But that was also why she—Priestess—was the first to notice. “The sand… It’s moving…?”

Just small vibrations at first. Little ripples in the sand. Then it emerged: a dorsal fin like a spire.

There was a tangible thump as the creatures surfaced in a cloud of dust, massive fish that made her think of impossibly large capes.

At first she saw one, then more. Two. Three. One after another the great things launched into the sky, pectoral fins working, their tails trailing sprays of sand. A vast school, numerous enough to make her dizzy, emerged from the ground, nearly covering the sky, before they dove back under the sand again. The great geysers of sand they kicked up veritably rained down on the party.

“A school of sand mantas on the move…!” someone finally exclaimed in wonder.

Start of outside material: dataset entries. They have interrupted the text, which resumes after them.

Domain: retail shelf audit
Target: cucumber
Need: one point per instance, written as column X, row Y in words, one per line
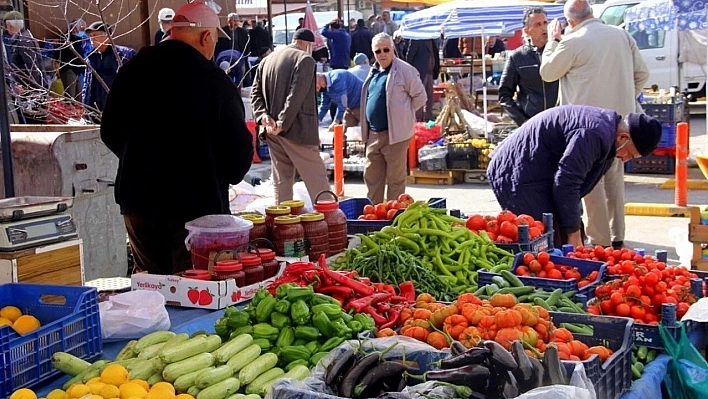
column 210, row 377
column 185, row 349
column 259, row 366
column 175, row 370
column 231, row 348
column 151, row 351
column 220, row 390
column 243, row 358
column 69, row 364
column 153, row 338
column 258, row 385
column 183, row 383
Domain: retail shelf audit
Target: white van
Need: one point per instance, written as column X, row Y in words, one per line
column 282, row 36
column 660, row 50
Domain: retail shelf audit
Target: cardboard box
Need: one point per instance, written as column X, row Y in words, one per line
column 190, row 293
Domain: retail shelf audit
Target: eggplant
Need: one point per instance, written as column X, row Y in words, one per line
column 378, row 376
column 339, row 367
column 474, row 376
column 553, row 367
column 500, row 356
column 470, row 356
column 356, row 373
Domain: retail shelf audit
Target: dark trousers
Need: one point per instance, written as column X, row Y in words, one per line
column 157, row 243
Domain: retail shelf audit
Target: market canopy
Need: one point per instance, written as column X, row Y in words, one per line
column 464, row 18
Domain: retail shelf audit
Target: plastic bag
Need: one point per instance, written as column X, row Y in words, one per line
column 132, row 315
column 687, row 375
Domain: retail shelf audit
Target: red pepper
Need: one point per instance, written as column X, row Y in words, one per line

Was it Dwarf Shaman, or perhaps Lizard Priest, or even Female Merchant? But these were the last words spoken for some time, the adventurers gone mute with amazement at the overwhelming scene. It was the sort of thing one might be lucky to see just once in a lifetime—even an elf’s lifetime.

“Bah… And what are we supposed to do? Jump on those sky-horses and bounce away?” They weren’t, High Elf Archer muttered disconsolately, the black-clad hunters of the fairy tales. “And speaking of fairy tales, some of them mention an endless snake that seems to have actually existed way, way in the past.”

“And what of it?” Lizard Priest asked with great interest, but High Elf Archer only shrugged. “The elf who encountered it back in the day is still waiting for it to pass by again.” She delivered this declaration with a completely straight face, but after a short while she could no longer hide the shaking of her shoulders, and soon after that, laughter came bursting out of her. “Hah! Man, I just couldn’t help myself there!” she cried, her voice like a tinkling bell, her joy reaching from the bottom of her heart up to the blue sky far away. She tossed herself back like a child at play, stretching out her arms and legs, heedless of the sand. “This is why I can’t get enough of adventures.”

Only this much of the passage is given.